Ira Sachs‘ Little Men is more affecting on youth than adulthood
A hallmark of theater fans getting older is an increased willingness to sympathize with Benny, the landlord in the musical Rent whose bohemian non-tenants resent him for trying to charge them money. In a way, Ira Sachs’ Little Men attempts to update and lend nuance to this conflict for the vastly more gentrified New York City of 2016, where hardly anyone can afford bohemia and even struggling artists need a steady paycheck. Brian Jardine (Greg Kinnear) is a New York actor, but his psychotherapist wife, Kathy (Jennifer Ehle), carries the family financially, while 13-year-old son Jake (Theo Taplitz) aspires to attend LaGuardia High School as a budding artist.
When Brian’s father dies, the Manhattan-based family inherits his Brooklyn apartment, along with the storefront downstairs occupied by dressmaker Leonor (Paulina García). Her son Tony (Michael Barbieri) befriends the quieter, more sensitive Jake more or less on sight. It’s a boon to Jake in a new neighborhood, but the boys’ quick closeness only exacerbates the awkwardness of Brian’s attempts to raise Leonor’s rent closer to market level after years and years without an increase. Leonor believes that she should not have to pay more, because she was close with Brian’s father. Brian feels a responsibility to his family, including his sister Audrey (Talia Balsam), who technically co-owns the building and doesn’t get to reap the benefits of living there for free.
On paper, this is a well-wrought dilemma, pitting New Yorkers with understandable points of view against each other without a clear solution. Brian is right to think that Leonor shouldn’t expect to pay the same rock-bottom rent indefinitely, and Leonor is right to think that her years of friendship with Brian’s father make her more than a tenant, subject to a sudden tripling in rent (which still, Brian points out, puts her well below market level). In practice, though, the tense exchanges between Brian and Leonor could have been imported from a middling off-Broadway play. Kinnear brings a subtle sense of conflict to the role—early on, after his father’s memorial service, the camera catches him saving his tears for a moment alone during clean-up—but spends a lot of the movie in goggle-eyed consternation. García expertly shows Leonor’s manipulative side, but she, too, barely has opportunity to change facial expressions.
Sachs does much stronger work observing the friendship between Jake and Tony. He has a willingness to watch his young characters during low-key interactions, even if it means devoting minutes on end to kids doing acting-class exercises (Tony, also applying to LaGuardia, wants to act) or hanging out at an all-ages dance club. Tony wants to start chasing girls, and there’s a delicate ambiguity about whether Jake is more reticent due to natural shyness, or a different form of blossoming sexuality that he may not yet feel comfortable sharing with anyone, even his best friend. Sachs (Love Is Strange), working in rich colors and an unobtrusive (borderline static) camera, has come a long way since the stilted Married Life, and takes vivid snapshots of being young in New York.
That’s not to say, though, that none of Little Men is stilted. When an adult woman says to her young son, “You should applaud your father for being adaptable,” it’s hard to tell if Sachs is telegraphing her background as a therapist, or if it’s just that his New Yorkers sometimes sound as foreign to the rhythms of human speech as Woody Allen’s. (Leonor isn’t as formalized, but she does sometimes speak in a bluntly expositional way that also recalls sub-vintage Allen.) The adult-centric material, especially when it’s not viewed through the kids’ eyes, doesn’t have the same naturalistic verve, even as it deals with recognizable real-world problems.

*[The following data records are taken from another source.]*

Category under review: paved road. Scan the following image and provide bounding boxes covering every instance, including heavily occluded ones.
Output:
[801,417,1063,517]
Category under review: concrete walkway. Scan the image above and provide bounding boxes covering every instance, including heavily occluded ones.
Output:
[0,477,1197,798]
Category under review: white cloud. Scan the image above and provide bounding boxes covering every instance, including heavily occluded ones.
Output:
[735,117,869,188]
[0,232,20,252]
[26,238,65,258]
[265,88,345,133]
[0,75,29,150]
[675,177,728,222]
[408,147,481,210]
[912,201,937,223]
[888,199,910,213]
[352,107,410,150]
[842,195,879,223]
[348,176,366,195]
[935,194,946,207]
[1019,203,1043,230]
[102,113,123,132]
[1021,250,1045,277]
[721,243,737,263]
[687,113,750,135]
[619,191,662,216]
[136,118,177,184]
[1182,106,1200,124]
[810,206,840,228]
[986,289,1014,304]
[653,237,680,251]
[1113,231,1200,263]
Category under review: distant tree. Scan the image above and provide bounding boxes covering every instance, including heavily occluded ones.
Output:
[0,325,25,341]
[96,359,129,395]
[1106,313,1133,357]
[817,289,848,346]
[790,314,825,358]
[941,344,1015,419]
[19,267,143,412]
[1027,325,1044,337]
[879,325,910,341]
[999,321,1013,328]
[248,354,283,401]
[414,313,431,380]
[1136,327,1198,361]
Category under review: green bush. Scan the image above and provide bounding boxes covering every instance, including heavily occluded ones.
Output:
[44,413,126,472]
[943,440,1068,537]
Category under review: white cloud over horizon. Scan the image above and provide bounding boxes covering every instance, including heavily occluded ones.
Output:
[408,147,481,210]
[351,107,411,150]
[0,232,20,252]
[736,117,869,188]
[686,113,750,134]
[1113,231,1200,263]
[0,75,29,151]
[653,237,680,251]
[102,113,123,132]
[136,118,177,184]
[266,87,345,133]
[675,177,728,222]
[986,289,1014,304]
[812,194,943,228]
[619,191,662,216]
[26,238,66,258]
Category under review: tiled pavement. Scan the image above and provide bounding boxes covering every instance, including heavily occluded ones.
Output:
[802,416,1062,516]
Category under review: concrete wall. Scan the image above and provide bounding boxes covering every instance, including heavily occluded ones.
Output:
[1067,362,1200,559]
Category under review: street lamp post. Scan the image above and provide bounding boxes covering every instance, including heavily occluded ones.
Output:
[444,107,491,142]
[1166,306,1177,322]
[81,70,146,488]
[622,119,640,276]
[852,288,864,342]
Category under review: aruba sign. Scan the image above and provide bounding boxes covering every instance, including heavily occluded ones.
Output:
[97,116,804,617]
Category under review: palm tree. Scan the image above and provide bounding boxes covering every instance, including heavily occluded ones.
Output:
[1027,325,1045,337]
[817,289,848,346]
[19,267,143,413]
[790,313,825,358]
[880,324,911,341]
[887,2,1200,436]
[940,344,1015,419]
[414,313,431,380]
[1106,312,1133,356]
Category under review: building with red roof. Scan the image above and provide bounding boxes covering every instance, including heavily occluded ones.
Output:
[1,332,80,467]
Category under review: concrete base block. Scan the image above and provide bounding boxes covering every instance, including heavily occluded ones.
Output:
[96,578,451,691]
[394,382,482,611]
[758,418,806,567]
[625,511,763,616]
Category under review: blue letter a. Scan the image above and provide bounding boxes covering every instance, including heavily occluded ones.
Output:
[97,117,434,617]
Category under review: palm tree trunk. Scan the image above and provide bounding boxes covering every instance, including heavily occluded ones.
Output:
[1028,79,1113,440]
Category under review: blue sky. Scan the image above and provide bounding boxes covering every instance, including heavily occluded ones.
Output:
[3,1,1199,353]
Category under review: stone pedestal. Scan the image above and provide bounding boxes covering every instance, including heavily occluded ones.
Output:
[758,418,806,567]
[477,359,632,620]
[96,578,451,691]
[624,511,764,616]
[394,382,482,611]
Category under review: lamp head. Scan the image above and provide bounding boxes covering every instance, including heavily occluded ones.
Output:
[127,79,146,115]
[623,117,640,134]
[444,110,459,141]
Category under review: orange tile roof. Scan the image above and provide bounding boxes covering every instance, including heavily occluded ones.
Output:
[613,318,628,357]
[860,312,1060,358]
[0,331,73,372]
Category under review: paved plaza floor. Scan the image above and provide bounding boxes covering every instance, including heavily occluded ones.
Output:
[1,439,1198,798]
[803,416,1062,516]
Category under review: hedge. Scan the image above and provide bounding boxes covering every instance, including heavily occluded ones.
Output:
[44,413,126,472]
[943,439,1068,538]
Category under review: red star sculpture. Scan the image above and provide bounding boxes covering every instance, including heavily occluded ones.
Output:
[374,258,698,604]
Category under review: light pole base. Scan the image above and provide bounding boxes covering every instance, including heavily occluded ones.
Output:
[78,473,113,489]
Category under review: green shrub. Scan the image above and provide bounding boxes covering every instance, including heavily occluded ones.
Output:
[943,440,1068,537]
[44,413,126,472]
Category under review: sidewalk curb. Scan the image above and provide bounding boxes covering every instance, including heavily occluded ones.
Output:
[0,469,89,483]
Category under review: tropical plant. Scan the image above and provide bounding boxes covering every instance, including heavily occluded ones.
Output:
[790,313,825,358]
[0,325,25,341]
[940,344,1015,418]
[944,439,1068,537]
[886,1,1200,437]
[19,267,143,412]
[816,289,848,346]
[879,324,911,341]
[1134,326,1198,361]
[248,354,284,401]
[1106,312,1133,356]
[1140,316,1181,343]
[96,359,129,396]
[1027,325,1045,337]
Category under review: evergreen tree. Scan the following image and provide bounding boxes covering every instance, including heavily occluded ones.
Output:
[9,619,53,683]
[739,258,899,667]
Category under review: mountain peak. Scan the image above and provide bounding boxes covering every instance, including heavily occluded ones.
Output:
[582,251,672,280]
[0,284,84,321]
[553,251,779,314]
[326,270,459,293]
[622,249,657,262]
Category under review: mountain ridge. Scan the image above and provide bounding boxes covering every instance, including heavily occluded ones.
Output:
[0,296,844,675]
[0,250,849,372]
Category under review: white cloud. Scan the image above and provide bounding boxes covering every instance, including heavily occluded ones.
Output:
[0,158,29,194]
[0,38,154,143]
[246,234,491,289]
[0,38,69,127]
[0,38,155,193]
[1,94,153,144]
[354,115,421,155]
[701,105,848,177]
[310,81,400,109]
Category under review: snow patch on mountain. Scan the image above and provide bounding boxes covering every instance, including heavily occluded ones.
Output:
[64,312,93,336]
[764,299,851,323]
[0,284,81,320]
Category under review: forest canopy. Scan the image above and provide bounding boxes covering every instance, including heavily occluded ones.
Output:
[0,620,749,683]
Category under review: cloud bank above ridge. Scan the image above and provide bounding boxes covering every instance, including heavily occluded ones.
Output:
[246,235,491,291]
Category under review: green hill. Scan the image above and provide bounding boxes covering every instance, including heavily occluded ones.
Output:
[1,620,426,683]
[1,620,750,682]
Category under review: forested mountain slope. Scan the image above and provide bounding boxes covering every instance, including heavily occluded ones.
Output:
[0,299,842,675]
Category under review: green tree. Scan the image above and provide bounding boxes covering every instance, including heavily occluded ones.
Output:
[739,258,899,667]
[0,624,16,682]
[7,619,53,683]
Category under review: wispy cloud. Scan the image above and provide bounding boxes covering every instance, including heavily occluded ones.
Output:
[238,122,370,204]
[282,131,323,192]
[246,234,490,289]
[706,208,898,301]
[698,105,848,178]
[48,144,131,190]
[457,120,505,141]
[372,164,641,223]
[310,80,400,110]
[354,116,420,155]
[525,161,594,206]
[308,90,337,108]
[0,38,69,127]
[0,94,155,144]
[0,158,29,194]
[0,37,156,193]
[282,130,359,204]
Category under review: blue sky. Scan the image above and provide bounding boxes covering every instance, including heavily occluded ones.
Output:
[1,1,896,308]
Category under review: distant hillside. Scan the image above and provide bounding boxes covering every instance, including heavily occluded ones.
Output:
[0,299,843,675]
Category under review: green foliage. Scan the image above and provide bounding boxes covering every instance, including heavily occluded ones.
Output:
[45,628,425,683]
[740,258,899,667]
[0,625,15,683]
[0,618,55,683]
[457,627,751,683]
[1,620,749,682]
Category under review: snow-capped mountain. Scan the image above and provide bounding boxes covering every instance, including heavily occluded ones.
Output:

The adult and kid worlds intersect when the boys agree to form a united front against their parents’ disagreement, without knowing a lot about the disagreement itself. This leads to a heartbreaking confrontation scene with Jake later on, but by that point it feels like too little, too late. This may be part of the film’s strategy, to show hard adult life choices encroaching on the boys’ adolescent reverie, just beyond their understanding. But the younger characters are so full of life, and the older ones so full of trenchant but predictable talking-point issues, that it sometimes feels like a middling movie encroaching on a good one.